Key Strategy: Program Belanja Nasional Triwulan I 2026 tembus Rp184 triliun

Program Belanja Nasional Triwulan I 2026 Tembus Rp184 Triliun

Jakarta – Mendag Budi Santoso mengungkapkan bahwa realisasi program belanja nasional selama tiga bulan pertama tahun 2026 mencapai Rp184,02 triliun, melebihi target yang ditetapkan sebelumnya. Dalam wawancara di Jakarta, hari Minggu, ia menyatakan capaian ini membuktikan bahwa kerja sama antara pemerintah dan pelaku usaha dapat menghasilkan dampak positif pada konsumsi masyarakat.

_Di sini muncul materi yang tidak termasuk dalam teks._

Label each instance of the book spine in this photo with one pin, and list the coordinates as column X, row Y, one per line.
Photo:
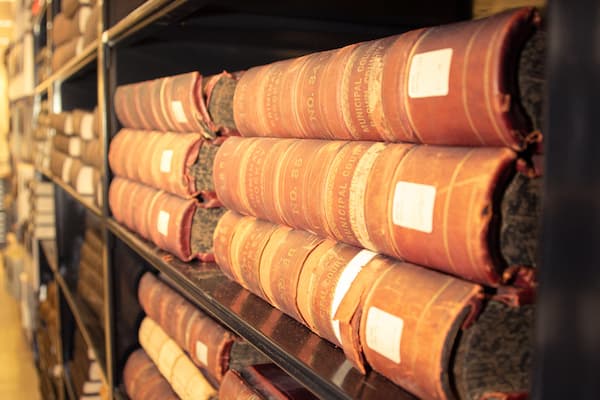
column 378, row 308
column 453, row 84
column 207, row 343
column 163, row 218
column 185, row 378
column 142, row 379
column 403, row 200
column 165, row 160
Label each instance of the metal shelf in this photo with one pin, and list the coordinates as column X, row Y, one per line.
column 313, row 361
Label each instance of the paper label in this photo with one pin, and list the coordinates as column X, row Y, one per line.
column 165, row 161
column 348, row 276
column 163, row 222
column 384, row 333
column 178, row 112
column 413, row 206
column 202, row 352
column 429, row 74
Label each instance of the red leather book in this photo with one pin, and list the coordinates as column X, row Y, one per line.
column 174, row 162
column 182, row 227
column 264, row 381
column 175, row 103
column 208, row 344
column 400, row 319
column 452, row 84
column 143, row 380
column 431, row 205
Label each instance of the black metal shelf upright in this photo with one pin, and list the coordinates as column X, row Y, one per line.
column 142, row 40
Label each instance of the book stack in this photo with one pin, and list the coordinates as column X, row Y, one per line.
column 394, row 237
column 47, row 340
column 90, row 281
column 85, row 370
column 68, row 29
column 76, row 156
column 42, row 142
column 42, row 209
column 165, row 193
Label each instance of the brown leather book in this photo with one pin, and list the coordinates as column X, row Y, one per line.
column 178, row 103
column 452, row 84
column 183, row 376
column 143, row 380
column 261, row 382
column 64, row 29
column 91, row 153
column 182, row 227
column 400, row 319
column 178, row 163
column 431, row 205
column 208, row 344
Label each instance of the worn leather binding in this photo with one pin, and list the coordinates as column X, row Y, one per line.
column 185, row 378
column 452, row 84
column 169, row 221
column 400, row 319
column 143, row 380
column 434, row 206
column 91, row 153
column 208, row 344
column 64, row 29
column 180, row 163
column 178, row 103
column 261, row 382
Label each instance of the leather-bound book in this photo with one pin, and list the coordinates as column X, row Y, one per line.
column 182, row 227
column 183, row 376
column 208, row 344
column 64, row 29
column 91, row 153
column 65, row 52
column 261, row 382
column 431, row 205
column 383, row 312
column 454, row 84
column 178, row 104
column 180, row 163
column 143, row 380
column 91, row 30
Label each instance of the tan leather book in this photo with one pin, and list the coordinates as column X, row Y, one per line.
column 143, row 380
column 432, row 205
column 181, row 226
column 400, row 319
column 449, row 85
column 185, row 378
column 208, row 344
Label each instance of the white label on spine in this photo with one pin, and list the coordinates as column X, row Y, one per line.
column 384, row 333
column 163, row 222
column 348, row 276
column 429, row 74
column 202, row 352
column 165, row 161
column 413, row 206
column 178, row 112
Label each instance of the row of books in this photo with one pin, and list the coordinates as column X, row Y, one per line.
column 75, row 27
column 76, row 156
column 404, row 233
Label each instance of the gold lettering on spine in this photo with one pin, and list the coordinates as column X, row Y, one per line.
column 358, row 188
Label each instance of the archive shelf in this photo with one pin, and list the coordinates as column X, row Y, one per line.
column 169, row 37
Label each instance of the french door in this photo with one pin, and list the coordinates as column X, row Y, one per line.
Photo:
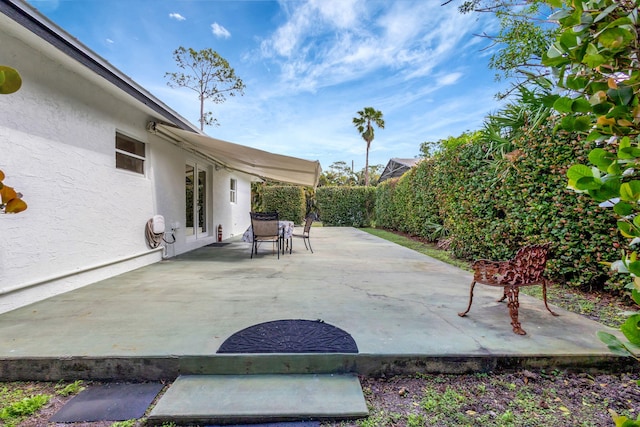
column 196, row 201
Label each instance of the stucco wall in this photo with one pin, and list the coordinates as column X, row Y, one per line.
column 86, row 219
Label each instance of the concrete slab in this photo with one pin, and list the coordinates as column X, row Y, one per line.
column 169, row 318
column 235, row 399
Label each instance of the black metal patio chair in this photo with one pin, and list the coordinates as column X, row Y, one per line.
column 305, row 233
column 264, row 226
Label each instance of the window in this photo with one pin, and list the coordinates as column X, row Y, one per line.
column 129, row 154
column 233, row 193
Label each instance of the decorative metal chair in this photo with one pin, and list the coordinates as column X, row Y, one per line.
column 305, row 233
column 525, row 269
column 264, row 226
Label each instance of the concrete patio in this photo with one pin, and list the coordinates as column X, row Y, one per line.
column 169, row 319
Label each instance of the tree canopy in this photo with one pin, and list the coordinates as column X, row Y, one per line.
column 363, row 122
column 209, row 75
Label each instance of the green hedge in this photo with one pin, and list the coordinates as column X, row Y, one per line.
column 346, row 206
column 488, row 208
column 289, row 201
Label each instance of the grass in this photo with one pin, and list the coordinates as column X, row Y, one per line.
column 19, row 402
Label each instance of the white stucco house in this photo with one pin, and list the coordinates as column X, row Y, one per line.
column 96, row 156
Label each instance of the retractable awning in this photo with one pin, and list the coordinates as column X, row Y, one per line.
column 252, row 161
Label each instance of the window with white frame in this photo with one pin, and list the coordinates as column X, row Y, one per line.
column 130, row 154
column 233, row 193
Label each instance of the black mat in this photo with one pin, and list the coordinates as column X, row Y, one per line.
column 111, row 402
column 290, row 336
column 286, row 424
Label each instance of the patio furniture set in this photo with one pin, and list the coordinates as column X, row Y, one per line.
column 268, row 227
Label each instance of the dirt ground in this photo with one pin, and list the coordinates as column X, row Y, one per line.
column 524, row 398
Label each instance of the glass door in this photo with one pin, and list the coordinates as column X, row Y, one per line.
column 195, row 200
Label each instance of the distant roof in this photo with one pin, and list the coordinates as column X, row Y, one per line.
column 397, row 167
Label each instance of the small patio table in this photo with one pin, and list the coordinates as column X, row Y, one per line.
column 286, row 232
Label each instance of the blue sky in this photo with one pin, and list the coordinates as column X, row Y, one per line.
column 309, row 66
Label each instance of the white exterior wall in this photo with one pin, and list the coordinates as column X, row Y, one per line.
column 85, row 219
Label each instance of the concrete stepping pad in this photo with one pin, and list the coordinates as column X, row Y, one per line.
column 229, row 399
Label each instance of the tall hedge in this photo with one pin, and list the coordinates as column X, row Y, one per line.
column 346, row 206
column 289, row 201
column 491, row 206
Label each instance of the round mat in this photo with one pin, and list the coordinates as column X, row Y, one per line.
column 290, row 336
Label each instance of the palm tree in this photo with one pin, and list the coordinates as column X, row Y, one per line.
column 363, row 123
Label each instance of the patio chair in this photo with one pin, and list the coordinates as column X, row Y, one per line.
column 264, row 226
column 525, row 269
column 305, row 233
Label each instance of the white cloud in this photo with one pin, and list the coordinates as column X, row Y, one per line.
column 324, row 43
column 177, row 16
column 219, row 31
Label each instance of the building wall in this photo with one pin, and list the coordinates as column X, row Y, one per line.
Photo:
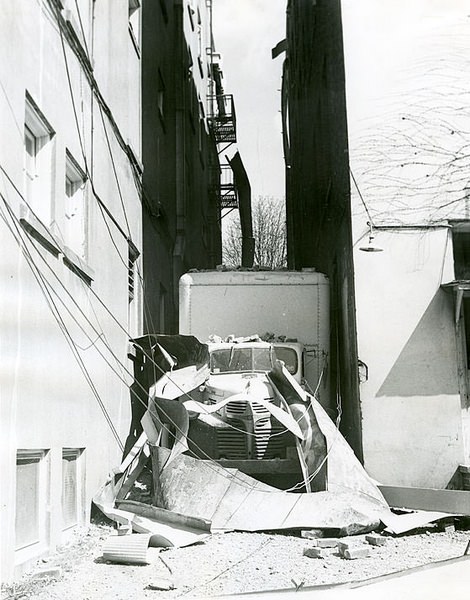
column 317, row 183
column 65, row 310
column 413, row 432
column 181, row 215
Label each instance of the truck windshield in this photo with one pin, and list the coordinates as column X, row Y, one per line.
column 288, row 357
column 241, row 359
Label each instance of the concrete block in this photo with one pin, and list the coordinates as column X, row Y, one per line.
column 342, row 546
column 327, row 542
column 358, row 552
column 161, row 584
column 446, row 526
column 311, row 534
column 376, row 540
column 314, row 552
column 52, row 573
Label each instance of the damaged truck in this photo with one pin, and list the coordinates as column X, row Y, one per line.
column 280, row 316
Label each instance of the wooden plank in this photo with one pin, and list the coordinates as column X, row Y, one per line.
column 164, row 516
column 271, row 466
column 447, row 501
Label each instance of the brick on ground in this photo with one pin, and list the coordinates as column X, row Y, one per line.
column 376, row 540
column 314, row 552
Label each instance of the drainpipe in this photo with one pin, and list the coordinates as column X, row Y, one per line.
column 180, row 145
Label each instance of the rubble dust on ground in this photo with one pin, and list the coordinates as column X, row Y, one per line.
column 225, row 563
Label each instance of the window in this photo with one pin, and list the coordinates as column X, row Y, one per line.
column 38, row 162
column 162, row 308
column 133, row 255
column 31, row 494
column 75, row 207
column 135, row 24
column 72, row 487
column 161, row 96
column 164, row 10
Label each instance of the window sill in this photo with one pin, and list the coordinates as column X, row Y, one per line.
column 38, row 231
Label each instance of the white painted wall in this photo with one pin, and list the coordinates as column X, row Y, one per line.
column 46, row 402
column 411, row 408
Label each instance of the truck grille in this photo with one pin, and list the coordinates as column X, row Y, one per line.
column 232, row 444
column 240, row 407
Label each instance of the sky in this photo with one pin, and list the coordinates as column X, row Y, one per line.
column 388, row 46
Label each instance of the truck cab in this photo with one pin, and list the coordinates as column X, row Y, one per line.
column 242, row 433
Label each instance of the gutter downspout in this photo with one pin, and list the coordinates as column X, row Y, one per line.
column 180, row 146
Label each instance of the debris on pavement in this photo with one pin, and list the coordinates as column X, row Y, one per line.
column 196, row 497
column 127, row 549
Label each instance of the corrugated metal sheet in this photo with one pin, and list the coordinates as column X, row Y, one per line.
column 127, row 549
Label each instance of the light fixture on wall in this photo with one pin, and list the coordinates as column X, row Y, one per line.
column 371, row 247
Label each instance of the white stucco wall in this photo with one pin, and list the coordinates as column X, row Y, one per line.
column 47, row 403
column 411, row 408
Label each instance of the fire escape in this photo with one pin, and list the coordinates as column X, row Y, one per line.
column 222, row 123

“Realisasi Program Belanja Nasional Triwulan I Tahun 2026 tercatat mencapai Rp184,02 triliun, melebihi target yang ditetapkan sebesar Rp172,38 triliun,” ujar Budi.

Kegiatan Friday Mubarak

Program ini, yang diinisiasi oleh Aprindo, berhasil mencatat transaksi sebesar Rp129,12 triliun atau 8,5 persen di atas target. Aktivitas berlangsung dari 11 Februari hingga 31 Maret 2026, dengan partisipasi sekitar 200 merek ritel, 11 juta pedagang pasar, 414 pusat perbelanjaan, serta 13.450 pasar rakyat di seluruh negeri.

BINA Lebaran

Sementara itu, program BINA Lebaran yang diselenggarakan oleh Hippindo juga mencatatkan kinerja baik, dengan total transaksi mencapai Rp54,9 triliun atau 2,8 persen lebih tinggi dari rencana. Jadwal pelaksanaan berlangsung pada 6 hingga 30 Maret 2026, melibatkan sekitar 800 merek, 80.000 gerai ritel, dan 400 pusat perbelanjaan yang tersebar di 24 provinsi.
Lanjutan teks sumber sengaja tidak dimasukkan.